A l'âge de 11 ans mon père fut embauché par la société HLM de Lille pour la fonction de concierge dans une nouvelle cité construite en toute hâte sur les ordres de De Gaulle et destinée à accueillir les rapatriés d'Algérie.
Nous étions au début de l'année 1962 et cette cité s'appelait "la briquette". Vous me direz, à 11 ans on est encore un gosse, mais ce que ma famille a vécu, tout du moins vu, moi en particuliers m'est resté, et est toujours dans ma mémoire de petit ch'ti comme l'on dit.

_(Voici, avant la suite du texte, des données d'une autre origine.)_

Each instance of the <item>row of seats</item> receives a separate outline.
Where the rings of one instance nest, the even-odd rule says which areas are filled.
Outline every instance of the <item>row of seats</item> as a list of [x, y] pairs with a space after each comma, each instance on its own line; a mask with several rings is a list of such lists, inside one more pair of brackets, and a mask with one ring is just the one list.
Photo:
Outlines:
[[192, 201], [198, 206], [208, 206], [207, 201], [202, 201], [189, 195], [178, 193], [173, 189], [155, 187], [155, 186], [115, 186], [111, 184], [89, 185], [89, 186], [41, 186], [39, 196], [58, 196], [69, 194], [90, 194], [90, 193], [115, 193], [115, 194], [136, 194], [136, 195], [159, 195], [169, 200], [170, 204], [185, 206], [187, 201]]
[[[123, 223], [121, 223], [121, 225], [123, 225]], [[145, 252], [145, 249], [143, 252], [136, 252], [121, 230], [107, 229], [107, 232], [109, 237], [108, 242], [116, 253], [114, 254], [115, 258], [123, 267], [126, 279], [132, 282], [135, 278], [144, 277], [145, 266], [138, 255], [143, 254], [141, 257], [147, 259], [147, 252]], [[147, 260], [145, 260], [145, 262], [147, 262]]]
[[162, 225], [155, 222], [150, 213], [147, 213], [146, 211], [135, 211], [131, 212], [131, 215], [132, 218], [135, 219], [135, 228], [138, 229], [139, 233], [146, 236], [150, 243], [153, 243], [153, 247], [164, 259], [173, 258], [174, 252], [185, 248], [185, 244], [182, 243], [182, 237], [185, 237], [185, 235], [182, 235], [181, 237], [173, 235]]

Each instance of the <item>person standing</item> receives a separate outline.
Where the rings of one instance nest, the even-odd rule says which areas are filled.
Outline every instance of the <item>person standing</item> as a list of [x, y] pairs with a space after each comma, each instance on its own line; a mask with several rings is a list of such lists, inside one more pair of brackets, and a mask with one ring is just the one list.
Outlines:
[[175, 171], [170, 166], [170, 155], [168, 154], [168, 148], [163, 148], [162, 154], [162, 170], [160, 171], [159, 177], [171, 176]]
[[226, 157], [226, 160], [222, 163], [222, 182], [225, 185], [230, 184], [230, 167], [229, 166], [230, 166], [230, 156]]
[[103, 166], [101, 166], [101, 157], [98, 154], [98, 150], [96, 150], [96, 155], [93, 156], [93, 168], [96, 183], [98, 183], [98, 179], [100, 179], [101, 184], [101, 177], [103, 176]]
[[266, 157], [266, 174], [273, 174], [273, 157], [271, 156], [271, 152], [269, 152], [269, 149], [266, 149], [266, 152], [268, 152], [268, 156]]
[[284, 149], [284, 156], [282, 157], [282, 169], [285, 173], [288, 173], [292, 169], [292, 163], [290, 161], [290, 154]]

Cela fait maintenant 54 ans et c'est comme ci cela était arrivé hier, je me souviens des plus petits détails de ces gens arrivant, pour certains en 4ch avec des roues à flancs blancs, puis d'autres gens en car, puis finissant à pied, et comme la cité était encore en plein travaux entrain de construire d'autres HLM, il y avait donc un chantier avec des planches de coffrage pour les murs banchés en vrac, et une scie circulaire de chantier également, et j'ai vu des hommes en arrivant se confectionner avec ces matériels des lits pour se coucher le soir même de leur arrivée.
Dans ma cage d'escalier, j'ai pris contact avec nos nouveaux voisins du dessus où il y avait un petit garçon de mon âge qui était très perturbé d'arriver dans ce pays si lointain que le Nord. C'était le printemps et il faisait bon heureusement, je l'ai reçu comme un ami car il me faisait de la peine et il était triste je l'ai aidé quelques jours plus tard à faire ses devoirs son nom était Ségura, et avec le recul maintenant je repense à ce drame que les "pieds noirs" ont vécu et à chaque documentaire historique retraçant cette époque je ne peux m'empêcher de verser des larmes devant la télé.
Pourquoi ? Figurez-vous que mes parents 3 ans plus tard en 1965 ont divorcé, et de par le hasard de la vie, ma mère quittant mon père nous a emmené chez ses soeurs à Roanne dans la Loire. A l'époque certes ce n'était pas loin pour les rapatriés qui eux étaient arrachés de leur terre natale, mais mois étant du nord, une terre attachante, je quittais aussi mon pays natal (que je n'est revu qu'une fois depuis car je n'ai plus de famille maintenant). Alors quelque part je comprends et prends part à la peine des pieds noirs et je les comprends d'autant plus que eux ont quittés leur terre natale pour toujours et j'ai beaucoup de compassion pour eux.
A la briquette ils nous ont apporté leur chaleur humaine, quand je les regardais jouer à la pétanque, je m'imaginais à Mers el Kébir sous un oranger dans la douceur du crépuscule un soir d'été. J'ai beaucoup de peine pour ces gens qui ont perdu leur paradis et malheureusement cela fait des années que cela s'est passé et nous vieillissons tous ensemble et c'est une page d'histoire qui se referme. Si vous avez vécu ce drame, Monsieur, qui lisez ce mail, sachez que dans un petit village de la Loire, quelqu'un pensera toujours à vous et à votre amour de votre terre natale.